The select committee considering the State Sector and Public Finance Bill has reported back to parliament with some substantial changes to the original bill.
In making these changes, select committee members have told the PSA how impressed they were with the quality of the submissions from PSA members. MPs heard from PSA members first-hand what the bill's original proposals would mean in real life and how unfair they would be.
Here's a summary of most significant changes:
The original bill would have meant that an employee who was made redundant from one department could lose their redundancy compensation if they refused a job offer elsewhere in the state sector.

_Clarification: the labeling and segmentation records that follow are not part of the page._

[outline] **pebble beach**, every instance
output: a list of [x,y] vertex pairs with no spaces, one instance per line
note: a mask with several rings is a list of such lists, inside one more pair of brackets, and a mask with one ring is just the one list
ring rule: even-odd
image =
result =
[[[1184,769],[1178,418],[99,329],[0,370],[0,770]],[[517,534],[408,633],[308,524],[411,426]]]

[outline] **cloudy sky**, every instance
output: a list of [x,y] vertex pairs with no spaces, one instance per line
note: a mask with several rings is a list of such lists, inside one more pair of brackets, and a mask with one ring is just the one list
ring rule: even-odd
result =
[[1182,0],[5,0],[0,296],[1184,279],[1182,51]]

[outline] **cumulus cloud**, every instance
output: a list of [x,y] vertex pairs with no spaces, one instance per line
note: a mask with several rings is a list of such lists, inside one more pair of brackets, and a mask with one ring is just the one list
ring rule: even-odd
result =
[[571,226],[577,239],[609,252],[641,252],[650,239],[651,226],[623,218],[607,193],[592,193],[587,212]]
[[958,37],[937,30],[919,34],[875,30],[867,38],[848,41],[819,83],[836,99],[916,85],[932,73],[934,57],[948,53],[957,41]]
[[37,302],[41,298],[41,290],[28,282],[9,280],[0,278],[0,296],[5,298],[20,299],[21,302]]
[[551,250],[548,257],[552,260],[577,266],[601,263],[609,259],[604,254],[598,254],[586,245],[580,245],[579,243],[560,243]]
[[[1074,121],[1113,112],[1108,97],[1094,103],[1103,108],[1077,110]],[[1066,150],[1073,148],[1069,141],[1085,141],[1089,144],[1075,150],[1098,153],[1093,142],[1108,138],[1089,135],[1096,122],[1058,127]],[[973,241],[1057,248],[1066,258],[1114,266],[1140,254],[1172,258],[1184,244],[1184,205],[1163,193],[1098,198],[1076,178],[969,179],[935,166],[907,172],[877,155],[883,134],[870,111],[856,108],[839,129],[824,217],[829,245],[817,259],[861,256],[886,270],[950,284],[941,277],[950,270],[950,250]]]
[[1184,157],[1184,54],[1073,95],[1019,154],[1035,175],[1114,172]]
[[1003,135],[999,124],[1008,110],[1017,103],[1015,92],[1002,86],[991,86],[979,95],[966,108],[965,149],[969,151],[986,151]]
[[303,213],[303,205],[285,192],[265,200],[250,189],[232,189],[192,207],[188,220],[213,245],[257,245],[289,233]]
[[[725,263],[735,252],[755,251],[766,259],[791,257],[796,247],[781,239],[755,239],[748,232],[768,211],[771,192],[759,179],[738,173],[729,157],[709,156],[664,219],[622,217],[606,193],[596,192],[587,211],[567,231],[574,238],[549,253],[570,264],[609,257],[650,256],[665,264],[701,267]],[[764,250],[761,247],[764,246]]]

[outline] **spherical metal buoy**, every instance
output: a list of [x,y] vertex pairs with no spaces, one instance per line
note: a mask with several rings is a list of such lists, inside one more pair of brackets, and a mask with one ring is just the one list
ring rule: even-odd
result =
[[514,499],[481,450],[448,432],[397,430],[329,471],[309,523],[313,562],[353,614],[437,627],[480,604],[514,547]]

This provision has been substantially changed. The changes will mean:
A public service employee whose position has become redundant cannot be forced to accept a position elsewhere in the state sector or lose their redundancy compensation. If, while serving out the notice period, the employee chooses to apply for and is offered an alternative position elsewhere in the state sector, they will lose the right to redundancy compensation but only if:
• the position is similar to their former position; and
• the terms and conditions are no less favourable; and
• the position is in a similar location.
In such a case, the employee’s service will be deemed to be continuous and service-related entitlements will be retained.
Currently, an employee who is made redundant is paid redundancy compensation according to the provisions of their collective agreement, regardless of whether they have another job to go to elsewhere in the state sector.
There is no question that new constraints on redundancy compensation are being imposed. However, compared to the original proposal, together we have achieved a real victory.
This is the other major improvement to the original bill.
The original bill allowed for government to use Orders in Council (a form of regulation) to intervene in collective bargaining between the union and the employer and, for example, prevent the employer agreeing to a pay rise.
The select committee has dropped this provision. Instead, the new bill allows the State Services Commissioner to issue workforce policy statements, but these specifically exclude pay and conditions.